After two years of teaching various subjects to children from wealthy families, Maria realized she was not saving money efficiently enough. For the next three years she worked as a well-paid governess.
Her charges were the children of an agriculturist who ran a beet-sugar factory in a village 150 kilometers north of Warsaw. Maria felt a kinship with her employer when he permitted her in her spare time to teach the illiterate children of his peasant laborers. He encouraged his older daughter to assist Maria, even though he knew the czarist authorities equated such activity with treason. "Even this innocent work presented danger," Maria recalled, as all initiative of this kind was forbidden by the government and might bring imprisonment or deportation to Siberia.
When their governess fell in love with their oldest son, however, her employers were none too pleased. As fond as they were of Maria, they did not welcome the knowledge that their beloved Kazmierz, on vacation from his agricultural engineering course in Warsaw, wanted to marry the penniless girl. Although the couple bowed to his parents' wishes and broke off the engagement, their romantic involvement continued for several years more. As difficult as it was to stay under the same roof as a family that clearly did not welcome her as one of their own, Maria remained in their employ because she took her pact with Bronya seriously.

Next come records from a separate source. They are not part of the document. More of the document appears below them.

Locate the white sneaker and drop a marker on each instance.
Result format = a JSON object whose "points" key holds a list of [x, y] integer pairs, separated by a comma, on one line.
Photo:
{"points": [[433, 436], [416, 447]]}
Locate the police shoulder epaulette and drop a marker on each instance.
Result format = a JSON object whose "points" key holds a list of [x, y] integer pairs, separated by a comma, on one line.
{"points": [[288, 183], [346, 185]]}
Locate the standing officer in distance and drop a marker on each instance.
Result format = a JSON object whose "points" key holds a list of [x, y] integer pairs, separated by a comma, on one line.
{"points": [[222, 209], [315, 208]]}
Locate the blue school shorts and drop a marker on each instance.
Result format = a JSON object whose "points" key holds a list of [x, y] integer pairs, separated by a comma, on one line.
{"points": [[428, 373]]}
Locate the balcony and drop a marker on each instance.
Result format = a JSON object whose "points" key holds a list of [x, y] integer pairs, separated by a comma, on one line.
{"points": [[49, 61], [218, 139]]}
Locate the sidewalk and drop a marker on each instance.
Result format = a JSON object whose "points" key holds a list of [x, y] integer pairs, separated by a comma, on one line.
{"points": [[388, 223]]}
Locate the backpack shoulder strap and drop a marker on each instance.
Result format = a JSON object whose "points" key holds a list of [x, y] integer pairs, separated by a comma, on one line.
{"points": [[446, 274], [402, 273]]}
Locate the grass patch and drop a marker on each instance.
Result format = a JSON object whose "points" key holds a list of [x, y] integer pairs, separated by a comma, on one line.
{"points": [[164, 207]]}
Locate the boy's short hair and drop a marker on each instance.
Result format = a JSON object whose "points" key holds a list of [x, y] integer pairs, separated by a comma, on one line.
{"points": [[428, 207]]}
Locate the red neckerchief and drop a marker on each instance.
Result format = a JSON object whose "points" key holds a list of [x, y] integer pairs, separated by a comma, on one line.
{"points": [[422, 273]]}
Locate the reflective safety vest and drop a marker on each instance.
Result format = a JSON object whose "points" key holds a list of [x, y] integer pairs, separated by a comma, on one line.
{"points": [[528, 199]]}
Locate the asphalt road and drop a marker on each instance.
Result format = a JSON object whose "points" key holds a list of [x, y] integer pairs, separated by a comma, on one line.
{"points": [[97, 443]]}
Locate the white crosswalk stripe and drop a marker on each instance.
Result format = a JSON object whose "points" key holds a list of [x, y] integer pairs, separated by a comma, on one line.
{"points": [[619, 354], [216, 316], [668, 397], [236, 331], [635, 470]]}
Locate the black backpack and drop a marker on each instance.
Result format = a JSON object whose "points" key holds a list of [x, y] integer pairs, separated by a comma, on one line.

"If [men] don't want to marry impecunious young girls, let them go to the devil! Nobody is asking them anything. But why do they offend by troubling the peace of an innocent creature?" --letter of Marie Curie to her cousin Henrietta Michalowska, April 4, 1887
TO FILL HER LONELY HOURS she began a course of self-study. Unsure at first where her academic interests lay, she read sociological studies and works of literature along with physics and chemistry textbooks. By mail she also took the equivalent of an advanced math course with her father. When it became clear that math and the physical sciences were her forte, she took chemistry lessons from a chemist in the beet-sugar factory.
After returning to Warsaw in 1889, Maria worked as a live-in governess for another year before resuming life with her father and work as a private tutor. During her absence Sklodowski had become director of a reform school, and the new position paid well enough for him to send a monthly subsidy to Bronya in Paris. By arrangement with Bronya, he began to set aside a portion of that subsidy to compensate Maria for the sums she had been sending her sister. Eventually it became clear that by fall 1891, Maria would have enough money to begin studies at the University of Paris--the famous Sorbonne.
"During these years of isolated work, trying little by little to find my real preferences, I finally turned towards mathematics and physics, and resolutely undertook a serious preparation for future work."
MARIA STILL LACKED real laboratory experience, and she hoped to gain some before her departure. This was no easy task, given the czarist ban on such work. The ingenuity of her cousin Joseph Boguski helped her achieve her illicit goal. A former assistant of Russian chemist Dmitri Mendeleev , Boguski ran the so-called Museum of Industry and Agriculture, which was actually a laboratory aimed at training Polish scientists. One of Boguski's colleagues there gave Maria an intensive chemistry course on Sundays and evenings. More often than not, however, she struggled through experiments on her own, often failing to duplicate the expected results.
Finally, in autumn 1891, Maria Sklodowska set out for Paris. Traveling as economically as possible, she carried not only enough food and reading for the trip but also a folding chair and a blanket: fourth-class travelers through Germany were not provided with seating. "So it was in November, 1891," she recalled, "at the age of 24, that I was able to realize the dream that had been constantly in my mind for several years."